После такого призыва Иосиф молчал, обуреваемый противоречивыми чувствами. Трудно было уклониться от настойчивой просьбы верховного богослова. Решительная политика этого человека, отрекшегося от бога всей земли, чтобы послужить богу Израиля, столь же сильно отталкивала Иосифа, сколь и привлекала. Гамалиил требовал от него действий, требовал активности, предприимчивости, то есть как раз всего, чего Иосиф за последние годы так тщательно избегал. Тот, кто хочет действовать, должен идти на компромисс; кто хочет действовать, должен заставить свою совесть молчать. Верховный богослов для того и предназначен, чтобы совершать деяния, в этом его задача, у него есть на то и ум и власть. Его же, Иосифа, сила только в созерцании, его дело – представить себе историю своего народа и осмыслить ее; а когда он начинал действовать сам, он оказывался обманщиком и пустозвоном.

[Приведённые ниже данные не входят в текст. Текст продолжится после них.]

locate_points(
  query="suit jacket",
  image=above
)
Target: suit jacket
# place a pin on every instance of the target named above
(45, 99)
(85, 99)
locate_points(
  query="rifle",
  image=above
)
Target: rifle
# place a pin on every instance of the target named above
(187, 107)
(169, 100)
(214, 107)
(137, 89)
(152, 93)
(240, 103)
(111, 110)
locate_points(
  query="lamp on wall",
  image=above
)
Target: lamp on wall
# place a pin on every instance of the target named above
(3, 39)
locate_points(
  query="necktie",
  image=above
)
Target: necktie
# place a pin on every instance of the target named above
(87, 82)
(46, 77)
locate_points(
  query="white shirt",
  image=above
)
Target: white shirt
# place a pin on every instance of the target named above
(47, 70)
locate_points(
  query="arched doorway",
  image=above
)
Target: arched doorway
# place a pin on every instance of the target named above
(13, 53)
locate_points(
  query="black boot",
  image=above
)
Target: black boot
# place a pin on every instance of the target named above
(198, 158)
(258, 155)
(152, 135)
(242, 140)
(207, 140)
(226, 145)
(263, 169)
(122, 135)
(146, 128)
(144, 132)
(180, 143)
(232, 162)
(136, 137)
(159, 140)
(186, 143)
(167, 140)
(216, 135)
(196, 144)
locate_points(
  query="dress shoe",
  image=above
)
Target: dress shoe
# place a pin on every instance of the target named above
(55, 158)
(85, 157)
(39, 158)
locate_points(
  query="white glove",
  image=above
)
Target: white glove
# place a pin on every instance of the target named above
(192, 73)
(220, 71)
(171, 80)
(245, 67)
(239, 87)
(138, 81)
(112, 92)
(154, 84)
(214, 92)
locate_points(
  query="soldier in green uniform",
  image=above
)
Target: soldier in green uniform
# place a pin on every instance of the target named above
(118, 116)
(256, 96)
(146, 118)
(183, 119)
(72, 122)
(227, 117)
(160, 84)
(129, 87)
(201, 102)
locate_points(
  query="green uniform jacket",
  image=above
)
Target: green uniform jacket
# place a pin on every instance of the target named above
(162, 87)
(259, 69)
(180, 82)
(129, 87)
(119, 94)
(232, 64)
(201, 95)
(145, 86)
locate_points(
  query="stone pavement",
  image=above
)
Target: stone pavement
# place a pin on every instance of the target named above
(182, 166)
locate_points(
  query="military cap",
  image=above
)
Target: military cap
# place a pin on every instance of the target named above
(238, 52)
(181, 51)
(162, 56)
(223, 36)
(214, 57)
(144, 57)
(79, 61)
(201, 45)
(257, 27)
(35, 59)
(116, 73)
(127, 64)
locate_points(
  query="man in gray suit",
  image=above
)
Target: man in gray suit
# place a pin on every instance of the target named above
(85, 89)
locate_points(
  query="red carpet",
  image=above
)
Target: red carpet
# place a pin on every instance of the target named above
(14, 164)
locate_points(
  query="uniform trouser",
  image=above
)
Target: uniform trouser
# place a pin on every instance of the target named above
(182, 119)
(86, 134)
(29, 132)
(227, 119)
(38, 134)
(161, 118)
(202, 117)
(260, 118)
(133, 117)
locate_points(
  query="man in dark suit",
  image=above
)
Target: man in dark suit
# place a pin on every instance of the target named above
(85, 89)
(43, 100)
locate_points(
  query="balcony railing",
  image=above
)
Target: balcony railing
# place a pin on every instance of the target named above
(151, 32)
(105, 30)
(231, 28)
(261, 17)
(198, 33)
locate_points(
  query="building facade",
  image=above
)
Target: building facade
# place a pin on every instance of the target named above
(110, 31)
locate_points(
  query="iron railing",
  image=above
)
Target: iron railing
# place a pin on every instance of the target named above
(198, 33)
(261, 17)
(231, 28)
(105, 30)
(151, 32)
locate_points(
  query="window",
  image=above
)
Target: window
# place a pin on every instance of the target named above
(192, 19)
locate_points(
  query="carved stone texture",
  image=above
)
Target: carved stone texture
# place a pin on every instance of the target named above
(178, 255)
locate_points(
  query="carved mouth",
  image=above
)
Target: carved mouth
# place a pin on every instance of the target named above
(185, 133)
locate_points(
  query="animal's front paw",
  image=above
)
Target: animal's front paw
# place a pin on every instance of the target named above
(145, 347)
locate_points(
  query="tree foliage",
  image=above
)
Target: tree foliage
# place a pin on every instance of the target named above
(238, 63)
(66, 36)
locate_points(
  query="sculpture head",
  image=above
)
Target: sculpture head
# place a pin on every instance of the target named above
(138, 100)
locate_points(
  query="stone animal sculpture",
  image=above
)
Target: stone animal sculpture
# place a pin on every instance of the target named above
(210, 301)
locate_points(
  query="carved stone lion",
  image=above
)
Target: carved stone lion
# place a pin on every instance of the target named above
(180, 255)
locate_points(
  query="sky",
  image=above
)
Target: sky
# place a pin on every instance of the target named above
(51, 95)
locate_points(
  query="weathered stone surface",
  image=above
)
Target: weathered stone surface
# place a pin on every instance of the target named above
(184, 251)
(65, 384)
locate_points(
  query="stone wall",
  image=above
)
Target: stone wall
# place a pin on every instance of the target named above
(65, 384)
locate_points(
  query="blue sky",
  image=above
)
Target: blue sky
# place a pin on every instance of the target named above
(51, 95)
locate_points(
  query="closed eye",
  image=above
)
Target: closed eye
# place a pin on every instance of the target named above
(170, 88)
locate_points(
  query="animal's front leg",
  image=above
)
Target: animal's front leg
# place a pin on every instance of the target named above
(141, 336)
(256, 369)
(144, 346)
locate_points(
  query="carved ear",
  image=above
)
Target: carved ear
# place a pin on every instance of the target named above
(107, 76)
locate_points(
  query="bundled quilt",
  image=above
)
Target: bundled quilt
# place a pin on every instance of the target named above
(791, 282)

То, что он, Иосиф, думает, говорит, пишет, даст возможность людям в далекие грядущие времена увидеть теперешние события такими, какими он, Иосиф, хотел их видеть, и это, быть может, определит деяния потомков. А то, что говорит и думает Гамалиил, тут же становится историей, становится сегодня и завтра судьбою людей. Иосифа разрывали противоположные стремления. Стены, в которых он так искусно замкнулся, чтобы сберечь свой покой, рухнули. И он обещал верховному богослову исполнить его просьбу.
Когда Иосиф попросил аудиенции у Луции, она приняла его на следующий же день.
Луция разглядывала его с нескрываемым интересом.
– Должно быть, мы около двух лет не виделись с вами, – сказала она. – Но когда я сейчас смотрю на вас, мне кажется, прошло целых пять. Я ли так изменилась за время ссылки, или вы стали другим? И я разочарована, мой Иосиф, – продолжала она непринужденно. – Вы постарели. И на нечестивца вы больше не похожи.